Stress et entreprise

Publié en juin 2010

Président de l'Institut Diderot, fondateur et vice-président du groupe Covéa qui réunit les mutuelles d’assurance MAAF, MMA et GMF.

Le stress est depuis quelque temps en tête des sujets évoqués lorsqu’il est question du rapport entre l’entreprise et la société. Les faits divers dramatiques dont le stress est supposé être la cause retiennent l’intérêt et l’entreprise, mal-aimée d’une société à laquelle elle a apporté la prospérité, est rapidement mise en accusation.

Que le stress puisse exister dans l’entreprise est indéniable, comme le fait qu’il puisse dépasser, dans certains cas, la capacité de certaines personnes d’y faire face. Il faut néanmoins mettre ces faits en perspective.

J’ai été responsable d’un ensemble de dispensaires parisiens pendant une dizaine d’années. Nous y avons mené une étude sur les motifs de consultations. Il en résultait qu’un quart environ de celles-ci n’avaient pas pour cause une pathologie organique ou neuropsychologique, mais diverses sortes de mal-être contre lesquels les consultants venaient demander l’aide de la chimie, des antidépresseurs, somnifères et autres pharmacopées du bonheur, dont la France détient le record de consommation.

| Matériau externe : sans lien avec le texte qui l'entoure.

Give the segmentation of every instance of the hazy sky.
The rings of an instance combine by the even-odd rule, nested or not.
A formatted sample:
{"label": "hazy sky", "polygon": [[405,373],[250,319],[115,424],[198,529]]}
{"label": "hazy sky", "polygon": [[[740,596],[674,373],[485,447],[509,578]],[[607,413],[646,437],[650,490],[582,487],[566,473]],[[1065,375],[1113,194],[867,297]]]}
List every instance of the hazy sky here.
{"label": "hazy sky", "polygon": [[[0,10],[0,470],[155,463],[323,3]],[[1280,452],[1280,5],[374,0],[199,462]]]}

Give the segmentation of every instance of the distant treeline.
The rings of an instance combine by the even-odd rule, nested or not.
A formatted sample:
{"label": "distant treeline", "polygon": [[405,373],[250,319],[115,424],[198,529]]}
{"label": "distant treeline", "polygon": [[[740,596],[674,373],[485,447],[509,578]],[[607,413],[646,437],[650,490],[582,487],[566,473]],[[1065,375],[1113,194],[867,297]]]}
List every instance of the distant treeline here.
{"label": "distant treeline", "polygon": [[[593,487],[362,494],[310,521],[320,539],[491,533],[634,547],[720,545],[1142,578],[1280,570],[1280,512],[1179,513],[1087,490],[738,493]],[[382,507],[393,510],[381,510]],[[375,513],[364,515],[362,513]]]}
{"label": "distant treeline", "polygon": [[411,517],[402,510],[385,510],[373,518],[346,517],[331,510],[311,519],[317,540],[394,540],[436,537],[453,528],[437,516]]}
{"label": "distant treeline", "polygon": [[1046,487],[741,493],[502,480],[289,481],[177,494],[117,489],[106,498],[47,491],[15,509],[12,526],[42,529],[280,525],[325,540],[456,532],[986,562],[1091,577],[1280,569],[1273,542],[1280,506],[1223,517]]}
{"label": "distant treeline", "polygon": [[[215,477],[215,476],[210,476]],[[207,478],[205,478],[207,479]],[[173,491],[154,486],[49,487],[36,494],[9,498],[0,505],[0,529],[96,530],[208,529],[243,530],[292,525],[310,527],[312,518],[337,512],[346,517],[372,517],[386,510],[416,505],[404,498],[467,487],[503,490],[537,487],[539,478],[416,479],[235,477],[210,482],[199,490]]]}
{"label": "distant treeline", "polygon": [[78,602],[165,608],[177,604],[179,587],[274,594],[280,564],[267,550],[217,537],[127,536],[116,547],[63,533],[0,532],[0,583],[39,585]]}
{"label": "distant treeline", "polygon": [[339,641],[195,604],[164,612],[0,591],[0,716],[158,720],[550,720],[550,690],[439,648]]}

Les raisons ? Multiples et s’additionnant souvent sur la tête des mêmes personnes. Les modalités de l’étude, au demeurant vieille de sept ou huit ans, ne permettent pas d’affirmer que l’entreprise n’avait pas de part dans ces difficultés, mais l’importance des deux raisons suivantes relativise, en tout état de cause, son rôle éventuel :

– L’angoisse des fins de mois. Ce poste couvre lui-même de nombreux cas différents : peur de la perte d’un emploi ou de la poursuite du chômage, incapacité de faire face à une échéance importante, crainte d’être expulsé de son logement ou de ne pouvoir financer une opération chirurgicale pour soi ou un membre de la famille.

– Les difficultés familiales : crainte des mères de famille d’être abandonnées sans ressource avec les enfants, incapacité de contrôler ces derniers, violences familiales, addictions, problèmes de voisinage.

Ces difficultés courantes dans certaines populations s’ajoutent évidemment à celles qu’ont tous les êtres humains relativement à leur santé physique et mentale et à leur insertion sociale. Mais, dans les familles où tout est difficile, les marges de sécurité psychologiques sont très réduites : le retard d’un remboursement de la sécurité sociale peut devenir dramatique, les difficultés liées à une grève de transport faire déborder la coupe, le renvoi de l’école d’un enfant causer une dépression.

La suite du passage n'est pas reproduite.